What are Temporomandibular Disorders?
TM (temporomandibular) disorders are a family of problems related to your complex jaw joint. If you’ve had symptoms like pain or a clicking sound, you’ll be glad to know that these problems are more easily diagnosed and treated than they were in the past. Since some types of TM problems can lead to more serious conditions, early detection and treatment can resolve TM disorders completely, and treatment takes time to be effective. But with the help of your practitioner you’re more likely to have a healthier and more comfortable jaw.
Trouble with Your Jaw
TM disorders develop for many reasons. You might clench or grind your teeth, tightening your jaw muscles and stressing your TM joint. Or, you may have a damaged jaw joint due to injury or disease. Whatever the cause, the results may include a misaligned bite, pain, clicking or grating noises when you open your mouth, or trouble opening your mouth wide.
Is a TM Disorder a problem for you?
You can have a TM disorder for a long time without realizing it. That’s because some of the symptoms, such as worn teeth or headaches, may seem unrelated to your jaw joints and muscles. Is a TM disorder causing you problems? Begin to find out by asking yourself these questions:
- Are you aware of grinding or clenching your teeth?
- Do you wake up with sore, stiff muscles around your jaw?
- Do you have frequent headaches or neck aches? Does the pain get worse when you clench your teeth?
- Does stress make your clenching and pain worse?
- Does your jaw click, pop, grate, catch, or lock when you open your mouth?
- Is it difficult or painful when you open your mouth, eat, or yawn?
- Have you ever injured your neck, head, or jaw?
- Have you had problems (such as arthritis) with your other joints?
- Do you have teeth that no longer touch when you bite?
- Do your teeth meet differently from time to time?
- Is it hard to use your front teeth to bite or tear food?
- Are your teeth sensitive, loose, broken, or worn?
The more times you answered “yes”, the more likely it is that you have a TM disorder. Understanding TM disorders will also help you understand how they’re treated.
Understanding TM Disorders
How your jaw works
Your two TM joints are complex, made of muscles and jawbones. Each part plays a role in keeping your TM joints working smoothly. When muscles are relaxed and balanced and both jaw joints open and close comfortably, you’re able to talk, chew, or yawn with no pain. The muscles that provide power around your jaw joints are groups of muscles that contract and relax so you can open and close your mouth, talk and chew. When they are flexible and not under stress, they work in harmony with other parts of your jaw.
Jaws Form Joints
Your TM joints are where your upper jaw and lower jaw (mandible) meet. Like gears of a car, the joints have moving parts that allow the lower jaw to move. This lets you open and close your mouth for talking, biting, and chewing.

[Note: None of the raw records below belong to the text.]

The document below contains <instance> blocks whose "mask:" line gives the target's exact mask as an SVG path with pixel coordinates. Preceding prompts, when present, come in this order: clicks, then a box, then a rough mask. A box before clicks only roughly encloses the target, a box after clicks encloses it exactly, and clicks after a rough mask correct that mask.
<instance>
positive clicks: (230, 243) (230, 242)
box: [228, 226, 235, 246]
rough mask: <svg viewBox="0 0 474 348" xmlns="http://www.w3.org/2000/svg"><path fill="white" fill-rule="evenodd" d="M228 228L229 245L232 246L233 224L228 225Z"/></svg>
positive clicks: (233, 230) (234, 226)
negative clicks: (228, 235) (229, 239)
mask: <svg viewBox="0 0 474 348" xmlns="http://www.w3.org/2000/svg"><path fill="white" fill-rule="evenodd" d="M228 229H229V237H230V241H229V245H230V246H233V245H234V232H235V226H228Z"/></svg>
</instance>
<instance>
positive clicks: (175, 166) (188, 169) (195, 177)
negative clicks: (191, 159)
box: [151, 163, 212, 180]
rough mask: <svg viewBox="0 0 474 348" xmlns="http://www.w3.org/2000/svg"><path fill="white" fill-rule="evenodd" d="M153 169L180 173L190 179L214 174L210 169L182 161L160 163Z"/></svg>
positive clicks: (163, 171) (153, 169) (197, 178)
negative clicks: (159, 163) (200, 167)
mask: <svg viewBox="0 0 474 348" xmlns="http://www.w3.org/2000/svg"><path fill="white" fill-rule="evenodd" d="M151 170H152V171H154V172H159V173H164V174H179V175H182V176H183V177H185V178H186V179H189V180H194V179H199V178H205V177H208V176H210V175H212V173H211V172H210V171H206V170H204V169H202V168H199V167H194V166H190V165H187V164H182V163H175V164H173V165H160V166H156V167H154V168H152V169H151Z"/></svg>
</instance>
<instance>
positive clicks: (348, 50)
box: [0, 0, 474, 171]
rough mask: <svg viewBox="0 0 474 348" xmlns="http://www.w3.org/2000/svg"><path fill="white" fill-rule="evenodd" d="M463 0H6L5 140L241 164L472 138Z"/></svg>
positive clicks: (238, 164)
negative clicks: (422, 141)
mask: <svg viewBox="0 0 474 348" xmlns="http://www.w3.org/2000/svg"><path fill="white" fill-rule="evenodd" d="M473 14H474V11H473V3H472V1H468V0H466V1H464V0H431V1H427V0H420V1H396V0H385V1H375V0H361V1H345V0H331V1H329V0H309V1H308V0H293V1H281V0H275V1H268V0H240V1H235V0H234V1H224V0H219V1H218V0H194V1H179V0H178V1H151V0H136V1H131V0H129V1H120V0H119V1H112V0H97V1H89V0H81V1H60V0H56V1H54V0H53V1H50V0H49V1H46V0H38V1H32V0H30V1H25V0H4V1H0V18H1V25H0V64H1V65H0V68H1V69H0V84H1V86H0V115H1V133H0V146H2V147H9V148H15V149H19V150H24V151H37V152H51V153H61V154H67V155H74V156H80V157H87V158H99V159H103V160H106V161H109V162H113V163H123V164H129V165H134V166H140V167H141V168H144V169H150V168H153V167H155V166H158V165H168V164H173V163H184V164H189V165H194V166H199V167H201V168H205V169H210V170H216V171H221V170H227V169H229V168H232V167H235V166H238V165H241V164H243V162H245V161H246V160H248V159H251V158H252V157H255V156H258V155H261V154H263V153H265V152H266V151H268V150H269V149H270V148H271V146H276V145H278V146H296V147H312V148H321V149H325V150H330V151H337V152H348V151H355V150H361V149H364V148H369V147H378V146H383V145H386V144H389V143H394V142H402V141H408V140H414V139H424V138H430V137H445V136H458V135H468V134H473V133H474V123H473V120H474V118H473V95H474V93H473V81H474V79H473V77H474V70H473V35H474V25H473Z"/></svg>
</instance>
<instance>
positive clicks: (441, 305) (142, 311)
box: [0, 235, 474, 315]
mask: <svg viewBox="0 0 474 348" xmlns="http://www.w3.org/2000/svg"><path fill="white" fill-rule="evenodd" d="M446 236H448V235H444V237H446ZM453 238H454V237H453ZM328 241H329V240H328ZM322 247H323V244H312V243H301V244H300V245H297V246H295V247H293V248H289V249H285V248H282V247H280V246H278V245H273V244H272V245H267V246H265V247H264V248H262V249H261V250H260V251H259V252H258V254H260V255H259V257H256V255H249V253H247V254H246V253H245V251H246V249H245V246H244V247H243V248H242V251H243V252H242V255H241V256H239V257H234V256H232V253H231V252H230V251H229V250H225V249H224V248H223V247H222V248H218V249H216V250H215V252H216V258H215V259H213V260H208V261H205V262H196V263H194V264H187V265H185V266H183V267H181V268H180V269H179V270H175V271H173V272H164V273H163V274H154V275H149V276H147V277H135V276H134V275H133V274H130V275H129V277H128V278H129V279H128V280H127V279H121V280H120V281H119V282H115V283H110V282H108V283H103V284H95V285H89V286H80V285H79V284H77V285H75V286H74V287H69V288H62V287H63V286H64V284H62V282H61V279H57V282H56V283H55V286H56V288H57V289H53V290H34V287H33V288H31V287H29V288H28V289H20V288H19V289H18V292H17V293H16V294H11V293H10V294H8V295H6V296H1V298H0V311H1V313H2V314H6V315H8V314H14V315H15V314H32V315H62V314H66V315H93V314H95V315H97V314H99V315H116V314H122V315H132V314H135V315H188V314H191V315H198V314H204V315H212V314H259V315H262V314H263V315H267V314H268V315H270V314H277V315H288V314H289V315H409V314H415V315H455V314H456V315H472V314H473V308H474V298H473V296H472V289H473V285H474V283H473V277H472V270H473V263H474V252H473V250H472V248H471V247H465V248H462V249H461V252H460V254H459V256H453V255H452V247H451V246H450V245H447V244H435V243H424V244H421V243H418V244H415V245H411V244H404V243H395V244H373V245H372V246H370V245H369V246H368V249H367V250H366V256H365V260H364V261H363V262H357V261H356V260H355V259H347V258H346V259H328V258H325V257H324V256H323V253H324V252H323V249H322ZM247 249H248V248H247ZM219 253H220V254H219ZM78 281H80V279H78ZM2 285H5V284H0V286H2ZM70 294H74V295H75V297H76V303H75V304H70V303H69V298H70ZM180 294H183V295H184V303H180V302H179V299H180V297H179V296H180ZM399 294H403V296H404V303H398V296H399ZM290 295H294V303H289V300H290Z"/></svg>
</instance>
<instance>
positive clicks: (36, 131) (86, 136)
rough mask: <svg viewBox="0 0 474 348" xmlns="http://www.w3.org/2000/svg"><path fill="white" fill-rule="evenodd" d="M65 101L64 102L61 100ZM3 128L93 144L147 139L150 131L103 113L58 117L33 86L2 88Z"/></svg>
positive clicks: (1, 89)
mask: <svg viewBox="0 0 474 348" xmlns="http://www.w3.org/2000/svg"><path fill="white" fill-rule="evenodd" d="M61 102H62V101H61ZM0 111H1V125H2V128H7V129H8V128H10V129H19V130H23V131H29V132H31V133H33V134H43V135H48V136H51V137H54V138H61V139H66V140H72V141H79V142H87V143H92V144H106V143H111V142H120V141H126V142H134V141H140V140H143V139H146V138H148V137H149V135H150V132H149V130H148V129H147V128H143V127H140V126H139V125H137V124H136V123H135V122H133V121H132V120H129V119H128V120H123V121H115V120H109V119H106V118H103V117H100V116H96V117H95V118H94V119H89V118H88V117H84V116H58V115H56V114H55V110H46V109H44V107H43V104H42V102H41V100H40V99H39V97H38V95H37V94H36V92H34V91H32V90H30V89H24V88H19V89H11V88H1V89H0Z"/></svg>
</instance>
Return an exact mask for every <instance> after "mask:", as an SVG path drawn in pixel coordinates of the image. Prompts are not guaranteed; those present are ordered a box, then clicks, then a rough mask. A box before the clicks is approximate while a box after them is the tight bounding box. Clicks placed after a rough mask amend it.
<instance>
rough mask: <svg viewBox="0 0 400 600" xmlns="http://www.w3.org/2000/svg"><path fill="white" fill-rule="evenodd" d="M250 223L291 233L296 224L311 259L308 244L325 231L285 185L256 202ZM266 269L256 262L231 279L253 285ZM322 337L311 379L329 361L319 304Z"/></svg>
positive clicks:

There are many treatment options that improve the harmony and function of the jaw. But, in large part, relief hinges on you. The most important role you can play throughout your treatment program (and your lifetime) is resting your jaw, so it can heal and regain stability. Other self-care techniques may also aid in treating your jaw such as:
Resting Your Jaw
The most important kind of self-care – resting your jaw – relaxes muscles and takes the pressure off your joints, which can then heal more easily. The key to resting your jaw is keeping your teeth apart. Practicing good posture, eating soft foods, and reducing stress will also relax tense muscles and help give your jaw a break.